Former US president George H.W. Bush said Mandela changed the course of history.

“As president, I watched in wonder as Nelson Mandela had the remarkable capacity to forgive his jailers following 26 years of wrongful imprisonment – setting a powerful example of redemption and grace for us all,” he said.

“He was a man of tremendous moral courage, who changed the course of history in his country.”

Tony Blair

He made racism everywhere not just immoral but stupid.

Tony Blair

Former prime minister Tony Blair recalled Mandela as “a wonderful man to be around, with a sharp wit, extraordinary political savvy and a lovely way of charming everyone in a building”.

“Through his dignity, grace and the quality of his forgiveness, he made racism everywhere not just immoral but stupid; something not only to be disagreed with, but to be despised.
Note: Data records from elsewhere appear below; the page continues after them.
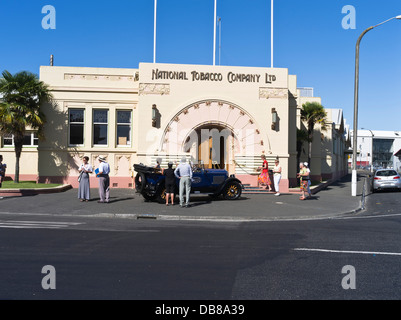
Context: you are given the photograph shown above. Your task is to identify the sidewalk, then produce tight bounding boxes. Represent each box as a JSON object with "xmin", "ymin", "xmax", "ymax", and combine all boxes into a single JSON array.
[{"xmin": 0, "ymin": 174, "xmax": 364, "ymax": 222}]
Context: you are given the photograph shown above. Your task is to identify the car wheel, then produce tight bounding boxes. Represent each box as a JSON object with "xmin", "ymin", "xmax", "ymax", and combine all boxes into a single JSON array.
[
  {"xmin": 223, "ymin": 181, "xmax": 242, "ymax": 200},
  {"xmin": 135, "ymin": 172, "xmax": 146, "ymax": 193}
]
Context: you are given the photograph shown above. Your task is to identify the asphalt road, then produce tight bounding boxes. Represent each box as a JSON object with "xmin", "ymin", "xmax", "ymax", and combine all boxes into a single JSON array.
[{"xmin": 0, "ymin": 189, "xmax": 400, "ymax": 303}]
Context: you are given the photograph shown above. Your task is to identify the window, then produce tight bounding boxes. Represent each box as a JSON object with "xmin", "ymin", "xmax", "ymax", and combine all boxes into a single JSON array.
[
  {"xmin": 2, "ymin": 132, "xmax": 38, "ymax": 147},
  {"xmin": 376, "ymin": 170, "xmax": 397, "ymax": 177},
  {"xmin": 3, "ymin": 133, "xmax": 13, "ymax": 146},
  {"xmin": 25, "ymin": 132, "xmax": 39, "ymax": 146},
  {"xmin": 373, "ymin": 139, "xmax": 394, "ymax": 167},
  {"xmin": 93, "ymin": 109, "xmax": 108, "ymax": 146},
  {"xmin": 69, "ymin": 109, "xmax": 84, "ymax": 145},
  {"xmin": 116, "ymin": 110, "xmax": 132, "ymax": 146}
]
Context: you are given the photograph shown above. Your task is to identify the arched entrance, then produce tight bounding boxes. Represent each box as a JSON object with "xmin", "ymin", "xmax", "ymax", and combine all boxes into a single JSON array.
[{"xmin": 159, "ymin": 100, "xmax": 266, "ymax": 174}]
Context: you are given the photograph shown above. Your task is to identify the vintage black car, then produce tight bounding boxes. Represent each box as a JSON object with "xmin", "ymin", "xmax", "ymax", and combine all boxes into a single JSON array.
[{"xmin": 133, "ymin": 163, "xmax": 243, "ymax": 203}]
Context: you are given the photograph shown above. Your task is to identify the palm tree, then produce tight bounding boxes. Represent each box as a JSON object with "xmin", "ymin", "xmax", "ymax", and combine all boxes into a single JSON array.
[
  {"xmin": 0, "ymin": 70, "xmax": 52, "ymax": 183},
  {"xmin": 300, "ymin": 102, "xmax": 328, "ymax": 167}
]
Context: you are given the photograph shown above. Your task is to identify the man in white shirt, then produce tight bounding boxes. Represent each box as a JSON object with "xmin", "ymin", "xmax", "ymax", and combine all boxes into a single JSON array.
[
  {"xmin": 96, "ymin": 155, "xmax": 110, "ymax": 203},
  {"xmin": 174, "ymin": 157, "xmax": 193, "ymax": 207}
]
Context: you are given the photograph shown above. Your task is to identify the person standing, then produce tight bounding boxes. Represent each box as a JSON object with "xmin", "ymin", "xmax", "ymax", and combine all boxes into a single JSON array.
[
  {"xmin": 78, "ymin": 156, "xmax": 93, "ymax": 202},
  {"xmin": 174, "ymin": 157, "xmax": 193, "ymax": 208},
  {"xmin": 163, "ymin": 162, "xmax": 176, "ymax": 206},
  {"xmin": 304, "ymin": 162, "xmax": 312, "ymax": 198},
  {"xmin": 273, "ymin": 159, "xmax": 282, "ymax": 196},
  {"xmin": 96, "ymin": 155, "xmax": 110, "ymax": 203},
  {"xmin": 257, "ymin": 155, "xmax": 272, "ymax": 191},
  {"xmin": 0, "ymin": 155, "xmax": 6, "ymax": 188},
  {"xmin": 154, "ymin": 157, "xmax": 162, "ymax": 172},
  {"xmin": 297, "ymin": 162, "xmax": 310, "ymax": 200}
]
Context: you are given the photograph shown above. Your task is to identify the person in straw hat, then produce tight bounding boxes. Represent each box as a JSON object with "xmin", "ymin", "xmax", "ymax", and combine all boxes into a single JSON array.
[{"xmin": 96, "ymin": 155, "xmax": 110, "ymax": 203}]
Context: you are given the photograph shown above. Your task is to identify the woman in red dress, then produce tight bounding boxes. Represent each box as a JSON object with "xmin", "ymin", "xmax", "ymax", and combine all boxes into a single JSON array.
[{"xmin": 258, "ymin": 155, "xmax": 272, "ymax": 191}]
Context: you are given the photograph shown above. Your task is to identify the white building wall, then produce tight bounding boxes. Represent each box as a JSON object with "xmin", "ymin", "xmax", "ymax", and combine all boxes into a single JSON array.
[{"xmin": 351, "ymin": 130, "xmax": 401, "ymax": 171}]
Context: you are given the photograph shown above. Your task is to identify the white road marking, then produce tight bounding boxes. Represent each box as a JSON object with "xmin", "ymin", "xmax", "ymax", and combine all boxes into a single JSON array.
[
  {"xmin": 333, "ymin": 213, "xmax": 401, "ymax": 220},
  {"xmin": 4, "ymin": 220, "xmax": 83, "ymax": 225},
  {"xmin": 294, "ymin": 248, "xmax": 401, "ymax": 256},
  {"xmin": 0, "ymin": 220, "xmax": 84, "ymax": 229}
]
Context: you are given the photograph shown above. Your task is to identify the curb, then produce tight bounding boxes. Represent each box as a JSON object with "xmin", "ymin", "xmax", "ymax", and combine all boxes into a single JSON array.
[{"xmin": 0, "ymin": 184, "xmax": 73, "ymax": 197}]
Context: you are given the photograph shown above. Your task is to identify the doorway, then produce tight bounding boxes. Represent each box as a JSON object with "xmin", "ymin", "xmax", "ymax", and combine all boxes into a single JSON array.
[{"xmin": 186, "ymin": 124, "xmax": 233, "ymax": 170}]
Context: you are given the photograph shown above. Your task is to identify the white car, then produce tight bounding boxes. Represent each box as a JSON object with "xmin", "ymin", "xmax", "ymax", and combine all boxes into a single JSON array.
[{"xmin": 373, "ymin": 169, "xmax": 401, "ymax": 192}]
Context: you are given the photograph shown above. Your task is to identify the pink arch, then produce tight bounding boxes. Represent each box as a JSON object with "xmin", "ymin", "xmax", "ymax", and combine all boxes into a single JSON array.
[{"xmin": 160, "ymin": 100, "xmax": 268, "ymax": 155}]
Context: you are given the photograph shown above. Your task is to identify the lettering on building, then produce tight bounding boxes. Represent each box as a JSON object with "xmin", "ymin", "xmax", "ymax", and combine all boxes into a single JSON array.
[{"xmin": 151, "ymin": 68, "xmax": 277, "ymax": 85}]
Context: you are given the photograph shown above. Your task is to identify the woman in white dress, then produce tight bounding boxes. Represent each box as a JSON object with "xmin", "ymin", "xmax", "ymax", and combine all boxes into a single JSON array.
[
  {"xmin": 78, "ymin": 156, "xmax": 93, "ymax": 202},
  {"xmin": 273, "ymin": 159, "xmax": 282, "ymax": 196}
]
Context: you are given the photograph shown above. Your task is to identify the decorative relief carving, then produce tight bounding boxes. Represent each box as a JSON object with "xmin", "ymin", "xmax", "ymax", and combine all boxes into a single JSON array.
[
  {"xmin": 139, "ymin": 83, "xmax": 170, "ymax": 96},
  {"xmin": 114, "ymin": 154, "xmax": 132, "ymax": 175},
  {"xmin": 64, "ymin": 73, "xmax": 137, "ymax": 82},
  {"xmin": 259, "ymin": 88, "xmax": 288, "ymax": 99}
]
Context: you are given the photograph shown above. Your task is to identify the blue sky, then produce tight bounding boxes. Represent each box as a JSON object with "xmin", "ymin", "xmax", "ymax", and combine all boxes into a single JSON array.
[{"xmin": 0, "ymin": 0, "xmax": 400, "ymax": 131}]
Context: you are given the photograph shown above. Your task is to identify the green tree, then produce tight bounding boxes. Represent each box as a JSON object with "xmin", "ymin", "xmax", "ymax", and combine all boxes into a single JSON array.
[
  {"xmin": 0, "ymin": 70, "xmax": 52, "ymax": 183},
  {"xmin": 300, "ymin": 102, "xmax": 328, "ymax": 168}
]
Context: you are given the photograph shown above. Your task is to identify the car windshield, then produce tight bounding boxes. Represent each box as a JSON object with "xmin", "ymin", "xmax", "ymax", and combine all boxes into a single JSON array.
[{"xmin": 376, "ymin": 170, "xmax": 398, "ymax": 177}]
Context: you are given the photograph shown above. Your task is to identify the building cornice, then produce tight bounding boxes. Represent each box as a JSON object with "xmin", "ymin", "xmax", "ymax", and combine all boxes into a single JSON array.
[{"xmin": 48, "ymin": 86, "xmax": 139, "ymax": 94}]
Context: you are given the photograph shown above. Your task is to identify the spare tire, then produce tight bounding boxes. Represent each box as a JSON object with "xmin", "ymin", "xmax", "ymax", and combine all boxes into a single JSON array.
[{"xmin": 135, "ymin": 172, "xmax": 146, "ymax": 193}]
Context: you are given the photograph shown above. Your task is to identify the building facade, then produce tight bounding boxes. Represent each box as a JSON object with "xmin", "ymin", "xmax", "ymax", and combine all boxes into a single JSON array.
[
  {"xmin": 321, "ymin": 109, "xmax": 350, "ymax": 180},
  {"xmin": 350, "ymin": 130, "xmax": 401, "ymax": 171},
  {"xmin": 0, "ymin": 63, "xmax": 350, "ymax": 192}
]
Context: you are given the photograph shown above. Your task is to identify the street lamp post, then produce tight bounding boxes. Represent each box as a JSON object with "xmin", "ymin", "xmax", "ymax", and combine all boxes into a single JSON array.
[{"xmin": 351, "ymin": 15, "xmax": 401, "ymax": 196}]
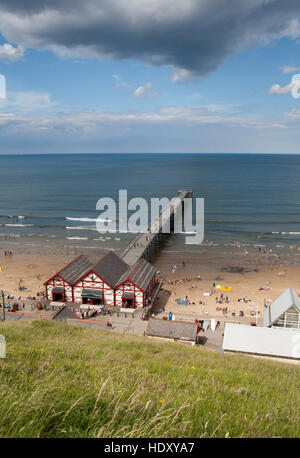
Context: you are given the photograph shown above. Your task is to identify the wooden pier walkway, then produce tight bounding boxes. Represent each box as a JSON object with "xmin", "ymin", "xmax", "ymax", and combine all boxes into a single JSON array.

In its place he put the inalienable right of all humankind to be free and to be equal,” Mr Blair added.

Mohamed ElBaradei

Mandela’s fellow Nobel laureates were among those paying tribute, including the Egyptian former head of the IAEA nuclear watchdog Mohamed ElBaradei, who declared: “Let freedom reign. Humanity has lost its greatest son”.

Malcolm Fraser

He wasn’t one of the great men of the last century, or of this. He was head and shoulders above anyone else from the last century.

Malcolm Fraser

Former Australian prime minister Malcolm Fraser described Mandela as a towering figure of the last century.

“It’s very hard to find the words to do justice to Mandela, because he wasn’t one of the great men of the last century, or of this,” he said.

“He was head and shoulders above anyone else from the last century.”

Goodluck Jonathan

Nigerian president Goodluck Jonathan said Mandela’s death “will create a huge vacuum that will be difficult to fill in our continent.”

“He will be sorely missed by all who cherish love, peace and freedom the world over…”

Xi Jinping

Chinese president Xi Jinping described Mandela as an “active champion of bilateral friendship and cooperation” and “one of the founders of China-South Africa relations”.

“Mr Mandela was a world-renowned statesman, who during the long years led the South African people through arduous struggles to the anti-apartheid victory, making a historic contribution to the establishment and development of the new South Africa,” he said.

Oprah Winfrey

Being in his presence was like sitting with grace and majesty at the same time.

Oprah Winfrey

American talk show host Oprah Winfrey added her voice to the tributes, saying Mandela “will always be my hero”.

“One of the great honours of my life was to be invited to Nelson Mandela’s home, spend private time and get to know him,” she said.

“He was everything you’ve ever heard and more – humble and unscathed by bitterness. And he always loved to tell a good joke.

“Being in his presence was like sitting with grace and majesty at the same time. His life was a gift to us all.”

Morgan Freeman

Actor Morgan Freeman played Mandela in Clint Eastwood’s 2009 film Invictus about the events surrounding the World Cup.

“Today, the world lost one of the true giants of the past century… a saint to many, a hero to all who treasure liberty, freedom and the dignity of human kind,” he said.

Nicolas Maduro

Venezuelan president Nicolas Maduro declared three days of national mourning.

“Nine months since the passing of our comandante [Hugo Chavez], another giant of the people of the world passed away today. Madiba, you will live forever!” Maduro said on Twitter.

Jimmy Carter

The people of South Africa and human rights advocates around the world have lost a great leader.

Jimmy Carter

Former US president Jimmy Carter said that Mandela’s death meant that people “around the world have lost a great leader”.

“His passion for freedom and justice created new hope for generations of oppressed people worldwide, and because of him, South Africa is today one of the world’s leading democracies,” he said.

Shinzo Abe

Japanese prime minister Shinzo Abe said Mandela “fought for the abolition of apartheid with strong will”.

“On nation building, he made a major achievement with focus on the reconciliation of the people. He was a great leader,” he said.